The A2A (agent-to-agent) protocol, in preview, enables communication between agents from different systems.

What not to use today

If you come from Azure OpenAI and use the classic Assistants API, it is deprecated and retires on March 31, 2027. The classic service is now documented under /azure/foundry-classic/agents/ on Microsoft Learn. The new service lives under /azure/foundry/agents/.

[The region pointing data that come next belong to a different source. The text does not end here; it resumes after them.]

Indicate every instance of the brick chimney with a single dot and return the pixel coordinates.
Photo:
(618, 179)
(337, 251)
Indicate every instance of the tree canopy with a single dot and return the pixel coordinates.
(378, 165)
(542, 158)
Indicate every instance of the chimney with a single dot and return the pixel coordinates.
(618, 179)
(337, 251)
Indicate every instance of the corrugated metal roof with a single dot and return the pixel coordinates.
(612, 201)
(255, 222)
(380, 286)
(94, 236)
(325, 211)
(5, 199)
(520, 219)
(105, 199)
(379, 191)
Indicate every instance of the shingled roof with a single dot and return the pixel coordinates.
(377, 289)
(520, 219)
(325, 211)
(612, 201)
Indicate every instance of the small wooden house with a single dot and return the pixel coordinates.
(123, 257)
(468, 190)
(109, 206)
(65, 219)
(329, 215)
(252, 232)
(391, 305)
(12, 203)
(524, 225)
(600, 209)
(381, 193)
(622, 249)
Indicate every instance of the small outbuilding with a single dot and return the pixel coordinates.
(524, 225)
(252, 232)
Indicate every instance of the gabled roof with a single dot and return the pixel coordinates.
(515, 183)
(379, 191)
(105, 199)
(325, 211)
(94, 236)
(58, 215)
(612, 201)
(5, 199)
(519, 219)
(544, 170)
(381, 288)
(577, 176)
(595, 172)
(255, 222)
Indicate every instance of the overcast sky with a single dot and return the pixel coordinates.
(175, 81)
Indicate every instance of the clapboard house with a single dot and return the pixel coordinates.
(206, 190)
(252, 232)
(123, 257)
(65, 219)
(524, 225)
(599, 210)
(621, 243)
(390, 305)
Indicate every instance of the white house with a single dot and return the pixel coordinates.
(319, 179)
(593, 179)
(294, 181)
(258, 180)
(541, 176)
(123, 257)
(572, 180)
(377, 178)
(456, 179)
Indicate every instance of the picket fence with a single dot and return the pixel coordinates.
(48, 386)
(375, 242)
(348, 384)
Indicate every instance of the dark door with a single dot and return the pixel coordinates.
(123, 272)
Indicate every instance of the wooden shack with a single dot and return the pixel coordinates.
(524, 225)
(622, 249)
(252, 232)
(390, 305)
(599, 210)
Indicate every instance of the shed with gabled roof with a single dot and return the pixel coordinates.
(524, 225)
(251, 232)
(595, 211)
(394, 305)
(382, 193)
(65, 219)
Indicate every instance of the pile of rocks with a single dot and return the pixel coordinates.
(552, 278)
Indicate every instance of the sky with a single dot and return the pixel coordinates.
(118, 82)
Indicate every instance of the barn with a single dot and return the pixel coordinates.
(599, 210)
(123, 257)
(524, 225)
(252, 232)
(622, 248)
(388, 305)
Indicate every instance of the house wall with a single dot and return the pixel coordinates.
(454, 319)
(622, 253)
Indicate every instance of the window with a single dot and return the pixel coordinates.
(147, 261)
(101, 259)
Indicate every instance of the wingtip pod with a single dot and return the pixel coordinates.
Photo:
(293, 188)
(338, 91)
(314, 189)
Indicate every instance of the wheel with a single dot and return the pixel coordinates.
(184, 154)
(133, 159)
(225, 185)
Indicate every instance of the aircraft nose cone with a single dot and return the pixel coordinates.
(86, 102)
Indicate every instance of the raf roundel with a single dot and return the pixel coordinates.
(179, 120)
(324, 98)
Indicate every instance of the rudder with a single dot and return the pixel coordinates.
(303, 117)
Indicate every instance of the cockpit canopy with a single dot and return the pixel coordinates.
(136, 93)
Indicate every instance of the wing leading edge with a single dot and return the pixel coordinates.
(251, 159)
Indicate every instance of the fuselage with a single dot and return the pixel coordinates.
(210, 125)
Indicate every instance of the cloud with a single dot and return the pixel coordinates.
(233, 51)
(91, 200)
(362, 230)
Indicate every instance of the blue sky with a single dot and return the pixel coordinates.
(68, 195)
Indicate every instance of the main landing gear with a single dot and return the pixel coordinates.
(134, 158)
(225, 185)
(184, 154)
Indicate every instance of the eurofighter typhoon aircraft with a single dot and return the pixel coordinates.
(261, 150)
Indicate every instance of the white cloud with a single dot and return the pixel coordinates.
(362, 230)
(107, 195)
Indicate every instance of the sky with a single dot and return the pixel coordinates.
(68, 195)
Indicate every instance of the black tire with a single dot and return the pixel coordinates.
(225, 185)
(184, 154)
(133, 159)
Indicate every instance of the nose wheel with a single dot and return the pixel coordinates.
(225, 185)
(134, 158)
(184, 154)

Migrating from the classic Assistants API to the new Agent Service is not trivial but it is not complex either: the official migration guide is available on Microsoft Learn.

How do I get started?

Foundry Toolkit for VS Code reached general availability at Build 2026. It lets you create agents from templates or using GitHub Copilot directly in the IDE, debug runs locally with trace visualization, connect Toolboxes, and deploy to Foundry Agent Service without leaving VS Code.

If you'd like to experiment without installing anything, the Azure AI Foundry portal at ai.azure.com lets you create, configure, debug, and test agents in no-code mode, view conversation threads, add tools, and interact with the agent directly from the interface.

If you want to explore the official documentation and quickstarts:

👉 https://learn.microsoft.com/azure/ai-foundry/agents/?wt.mc_id=studentamb_510930

Building agents on Azure no longer requires assembling infrastructure from scratch or depending on APIs that will disappear. Foundry Agent Service covers the runtime, identity, networking, tools, memory, and observability as parts of the service. What remains on the developer's side is deciding what the agent does, with which tools, and how to distribute it. Which is, in the end, the interesting part.